Julián Redondo
¡Qué cabeza!
Con 29 años cumplidos, a Karim Benzema le cuesta sentar la cabeza. Con esa facilidad innata con que desborda, rompe cinturas y remata, con esa autoridad para pisar el área, fuera del rectángulo de juego pisa charcos en el desierto del Kalahari. Así es él. Ha firmado más autógrafos en el juzgado que en la calle. Tuvo que declarar bajo arresto en la Brigada de Lucha contra el Proxenetismo de París porque cuando conoció a Zahia Dehar, junto a Ribéry, la chica les dijo que era mayor de 18 años y no pasaba de 16. Fue absuelto. Sus accidentes e incidentes de tráfico ya no se cuentan con los dedos de una mano. Continúa pendiente de juicio por el «sextape» de Valbuena. Le acusan de extorsión y está apartado de la selección francesa.

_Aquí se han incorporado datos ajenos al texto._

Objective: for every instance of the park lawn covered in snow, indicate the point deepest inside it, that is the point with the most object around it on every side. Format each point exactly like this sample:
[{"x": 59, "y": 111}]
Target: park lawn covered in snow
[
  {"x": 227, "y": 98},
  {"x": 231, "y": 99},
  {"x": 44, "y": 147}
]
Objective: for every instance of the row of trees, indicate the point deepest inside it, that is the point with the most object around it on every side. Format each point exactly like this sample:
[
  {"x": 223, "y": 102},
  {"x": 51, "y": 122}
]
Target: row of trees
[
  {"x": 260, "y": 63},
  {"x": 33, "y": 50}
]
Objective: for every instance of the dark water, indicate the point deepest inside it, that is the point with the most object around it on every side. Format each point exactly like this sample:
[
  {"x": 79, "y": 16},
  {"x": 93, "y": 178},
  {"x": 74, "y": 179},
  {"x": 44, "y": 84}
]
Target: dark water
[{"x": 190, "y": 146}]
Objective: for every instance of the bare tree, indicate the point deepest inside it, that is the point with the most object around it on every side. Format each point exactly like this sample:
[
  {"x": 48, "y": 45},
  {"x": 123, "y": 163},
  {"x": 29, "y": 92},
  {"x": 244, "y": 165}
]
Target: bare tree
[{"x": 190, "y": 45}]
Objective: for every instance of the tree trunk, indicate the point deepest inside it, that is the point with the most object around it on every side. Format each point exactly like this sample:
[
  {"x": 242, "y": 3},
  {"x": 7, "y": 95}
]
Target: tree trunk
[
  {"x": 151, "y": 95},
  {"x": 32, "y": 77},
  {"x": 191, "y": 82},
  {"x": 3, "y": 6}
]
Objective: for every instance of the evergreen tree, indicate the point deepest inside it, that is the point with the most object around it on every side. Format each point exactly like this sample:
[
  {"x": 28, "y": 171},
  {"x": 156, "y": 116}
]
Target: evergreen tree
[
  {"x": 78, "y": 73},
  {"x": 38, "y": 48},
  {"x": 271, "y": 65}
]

Por ese feo asunto del chantaje al amigo en el que se vio implicado por las malas compañías, el Primer Ministro, Manuel Valls, no le quiere ver con los «bleus». Y ha sido tan categórico y repetitivo en la sentencia que parece que sabía algo del nuevo «affaire» que amenaza al futbolista. Su nombre ha salido en un turbio asunto de blanqueo de dinero y tráfico de drogas. «Liberation» lo llevó a la portada.
La calidad futbolística de Benzema está reñida con su entorno. Permanece fiel a los amigos de la infancia, que le traen por la calle de la amargura y es incapaz de cerrarles la puerta. Para los bienpensados, Karim es una especie de ONG y para quienes se fijan exclusivamente en los hechos, sin interés alguno por analizarlos, es un gamberro que no se merece lo que el Real Madrid le paga todos los meses: 667.000 euros netos. Le han multado por conducción temeraria con carné y sin carné. Ha infringido en Isla Reunión, en Ibiza, a las puerta de su urbanización y en Atocha. ¡Cabecita loca!